An earlier open label Phase 1 study in heart attack demonstrated that delivery of MultiStem directly into the area of blood flow blockage, after angioplasty, was safe and resulted in meaningful improvements in left ventricular ejection fraction, which is a measure of how well the heart pumps with each beat, as well as stroke volume and wall motion.
Athersys is currently recruiting heart attack patients in a Phase 2 study, with results from the study expected next year.
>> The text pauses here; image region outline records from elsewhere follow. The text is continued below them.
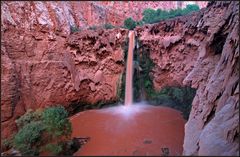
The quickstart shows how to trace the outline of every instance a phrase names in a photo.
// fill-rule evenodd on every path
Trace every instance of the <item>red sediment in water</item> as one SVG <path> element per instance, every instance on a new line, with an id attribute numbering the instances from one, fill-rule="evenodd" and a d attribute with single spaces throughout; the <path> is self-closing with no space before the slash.
<path id="1" fill-rule="evenodd" d="M 133 49 L 134 49 L 134 31 L 129 31 L 129 46 L 126 70 L 126 87 L 125 87 L 125 105 L 132 104 L 132 78 L 133 78 Z"/>
<path id="2" fill-rule="evenodd" d="M 182 155 L 185 120 L 180 112 L 150 105 L 124 107 L 72 116 L 72 137 L 90 137 L 74 155 L 160 156 L 167 149 L 169 155 Z"/>

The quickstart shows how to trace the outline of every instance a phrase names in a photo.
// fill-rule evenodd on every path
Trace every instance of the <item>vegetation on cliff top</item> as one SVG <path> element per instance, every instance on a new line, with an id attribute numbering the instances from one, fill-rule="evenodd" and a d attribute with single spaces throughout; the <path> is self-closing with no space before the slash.
<path id="1" fill-rule="evenodd" d="M 184 9 L 172 9 L 170 11 L 165 11 L 161 9 L 145 9 L 142 13 L 143 18 L 141 21 L 134 21 L 132 18 L 127 18 L 124 21 L 124 27 L 133 30 L 136 26 L 141 26 L 143 24 L 157 23 L 165 19 L 174 18 L 177 16 L 182 16 L 189 14 L 193 11 L 198 11 L 200 8 L 196 4 L 189 4 Z"/>

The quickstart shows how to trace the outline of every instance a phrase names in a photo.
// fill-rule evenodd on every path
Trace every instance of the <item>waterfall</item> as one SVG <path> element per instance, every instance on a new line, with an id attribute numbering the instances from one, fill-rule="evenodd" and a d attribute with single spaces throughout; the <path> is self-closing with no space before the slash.
<path id="1" fill-rule="evenodd" d="M 127 70 L 126 70 L 126 87 L 125 87 L 125 101 L 126 106 L 131 105 L 133 102 L 133 50 L 135 43 L 134 31 L 129 31 L 129 46 L 128 46 L 128 57 L 127 57 Z"/>

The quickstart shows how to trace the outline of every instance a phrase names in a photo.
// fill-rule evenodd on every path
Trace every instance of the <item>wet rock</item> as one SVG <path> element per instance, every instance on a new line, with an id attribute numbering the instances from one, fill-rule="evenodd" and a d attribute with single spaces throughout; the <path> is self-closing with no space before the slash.
<path id="1" fill-rule="evenodd" d="M 239 156 L 238 18 L 239 2 L 213 2 L 191 15 L 136 28 L 155 63 L 154 87 L 197 89 L 183 155 Z"/>

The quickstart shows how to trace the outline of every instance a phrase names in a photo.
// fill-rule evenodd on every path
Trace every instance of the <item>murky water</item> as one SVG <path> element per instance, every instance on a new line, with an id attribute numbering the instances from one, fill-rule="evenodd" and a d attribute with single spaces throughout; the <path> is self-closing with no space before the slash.
<path id="1" fill-rule="evenodd" d="M 70 118 L 72 137 L 90 137 L 76 156 L 181 155 L 180 112 L 151 105 L 117 106 L 80 112 Z"/>
<path id="2" fill-rule="evenodd" d="M 124 105 L 80 112 L 70 118 L 72 137 L 90 137 L 76 156 L 181 155 L 184 124 L 180 112 L 133 104 L 134 32 L 129 32 Z"/>

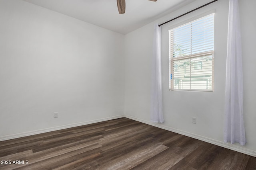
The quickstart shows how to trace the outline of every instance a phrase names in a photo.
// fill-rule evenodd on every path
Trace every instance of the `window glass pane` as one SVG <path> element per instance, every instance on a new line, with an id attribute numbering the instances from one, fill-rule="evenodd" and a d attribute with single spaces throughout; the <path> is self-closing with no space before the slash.
<path id="1" fill-rule="evenodd" d="M 169 30 L 171 90 L 213 90 L 214 14 Z"/>

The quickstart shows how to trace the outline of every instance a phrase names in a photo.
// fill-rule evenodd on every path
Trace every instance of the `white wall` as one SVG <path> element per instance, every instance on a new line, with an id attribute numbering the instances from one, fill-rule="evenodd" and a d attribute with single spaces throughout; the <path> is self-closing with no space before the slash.
<path id="1" fill-rule="evenodd" d="M 154 25 L 161 23 L 205 4 L 198 0 L 125 36 L 125 115 L 150 123 L 151 64 Z M 254 48 L 256 15 L 254 0 L 240 0 L 244 84 L 244 123 L 248 143 L 244 147 L 223 141 L 228 0 L 220 0 L 162 26 L 162 87 L 165 122 L 154 124 L 256 156 L 256 68 Z M 207 13 L 215 12 L 214 92 L 169 91 L 168 34 L 170 27 Z M 178 24 L 178 25 L 177 25 Z M 196 117 L 196 124 L 191 123 Z"/>
<path id="2" fill-rule="evenodd" d="M 0 138 L 123 116 L 124 39 L 27 2 L 0 0 Z"/>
The trial has $2.8-million of funding from the NIH. The primary endpoint is myocardial perfusion as determined by MRI at four months.
“This is an opportunity to improve outcomes and reduce risk of progression to congestive heart failure,” which gradually leaves the heart too weak or stiff to fill and pump efficiently, Dr. Van Bokkelen suggests.
In acute respiratory distress syndrome, Athersys’ preclinical data demonstrated that MultiStem was able to correct lung damage, reverse inflammation and return lung function to normal.
“MultiStem conveys multiple mechanisms relevant to acute pulmonary inflammatory damage,” he adds, noting that the product naturally distributes to the pulmonary system, downregulates acute inflammatory pathways and upregulates reparative cells and pathways.
An exploratory clinical trial has been initiated in the U.S., with additional NIH funding, and with collaborators in the UK, with data anticipated next year. The study is evaluating MultiStem for functional lung improvements as well as the impact on morbidity and mortality, and the quality of life.